В дальнейшем развитии сюжета Иван пройдёт сложный путь эволюции, который будет отражён и в изменении формы его именования. Он начнёт как «Иван Николаевич Понырёв, пишущий под псевдонимом Бездомный», затем в клинике станет просто «Иваном», пациентом, лишённым социальных масок, а в эпилоге предстанет «профессором Понырёвым», учёным-историком, обретшим новую, умиротворённую идентичность. Эволюция его имени и статуса зеркально отражает эволюцию его сущности – от раздвоенности к цельности, от бездомности к обретению внутреннего пристанища. Начальной точкой этого долгого пути является именно тот момент, когда его полное имя звучит в контексте профессионального провала и странного творческого успеха. Этот провал-успех и становится главным катализатором всех последующих изменений, отправной точкой, где старая, навязанная идентичность (поэта-агитатора Бездомного) даёт глубокую трещину, и из-под неё начинает проглядывать подлинное, ещё не оформленное «я» Ивана Николаевича Понырёва.
Стилистически обращение «Ивана Николаевича» вносит в предложение элемент формальной почтительности или, по крайней мере, нейтрально-официального отношения. Повествователь не говорит просто «Ивана» или «Бездомного», что было бы излишне фамильярно или сугубо профессионально. Он сознательно дистанцируется, занимая позицию внешнего, беспристрастного наблюдателя, что вполне соответствует его роли всеведущего рассказчика, который знает о герое гораздо больше, чем тот знает о себе самом. Эта дистанция, подчёркнутая формальностью обращения, позволяет ему давать подобные глубокие, почти клинические по точности оценки творческого процесса, не растворяясь в субъективном восприятии героя, сохраняя аналитический холодок. Это взгляд не участника, а исследователя.

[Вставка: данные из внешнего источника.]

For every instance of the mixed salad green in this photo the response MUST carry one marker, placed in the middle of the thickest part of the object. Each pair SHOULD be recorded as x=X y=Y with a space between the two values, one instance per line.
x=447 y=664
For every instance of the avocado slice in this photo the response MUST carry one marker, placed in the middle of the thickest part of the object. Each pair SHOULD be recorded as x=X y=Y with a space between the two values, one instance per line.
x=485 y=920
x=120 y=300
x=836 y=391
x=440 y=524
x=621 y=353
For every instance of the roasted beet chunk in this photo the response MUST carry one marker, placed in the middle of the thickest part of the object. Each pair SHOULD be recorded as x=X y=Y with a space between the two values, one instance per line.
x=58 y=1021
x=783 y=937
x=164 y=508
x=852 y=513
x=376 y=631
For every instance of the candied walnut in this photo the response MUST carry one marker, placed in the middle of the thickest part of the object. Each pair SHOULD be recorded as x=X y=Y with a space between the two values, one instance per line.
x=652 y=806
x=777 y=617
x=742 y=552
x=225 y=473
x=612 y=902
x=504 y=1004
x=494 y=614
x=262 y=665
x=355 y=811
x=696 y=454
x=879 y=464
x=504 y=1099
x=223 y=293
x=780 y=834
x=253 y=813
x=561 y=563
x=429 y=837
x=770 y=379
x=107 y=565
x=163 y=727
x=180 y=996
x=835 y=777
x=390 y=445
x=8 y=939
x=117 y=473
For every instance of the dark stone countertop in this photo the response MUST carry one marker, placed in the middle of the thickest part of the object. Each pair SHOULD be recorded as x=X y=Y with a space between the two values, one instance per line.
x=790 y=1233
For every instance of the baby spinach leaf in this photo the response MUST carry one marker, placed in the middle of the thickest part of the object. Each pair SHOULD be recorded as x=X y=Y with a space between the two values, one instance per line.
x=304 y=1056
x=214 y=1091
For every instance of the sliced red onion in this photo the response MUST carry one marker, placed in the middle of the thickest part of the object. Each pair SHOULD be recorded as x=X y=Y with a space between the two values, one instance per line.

Таким образом, простое, казалось бы, упоминание имени и отчества в начале анализируемой фразы несёт в себе значительную смысловую и художественную нагрузку. Оно сразу помещает героя в сложную систему социальных, культурных и исторических координат, тонко указывает на разрыв между его официальной социальной ролью и подлинной, ещё не раскрывшейся идентичностью. Оно придаёт частному событию масштаб личной судьбы и одновременно служит отправной точкой для его будущей глубокой трансформации. Через этот формальный, почти протокольный элемент Булгаков начинает исследование одной из центральных тем всего романа – тему обретения себя, своего подлинного имени и своего места в мире после периода идеологической и духовной «бездомности». Имя становится судьбой.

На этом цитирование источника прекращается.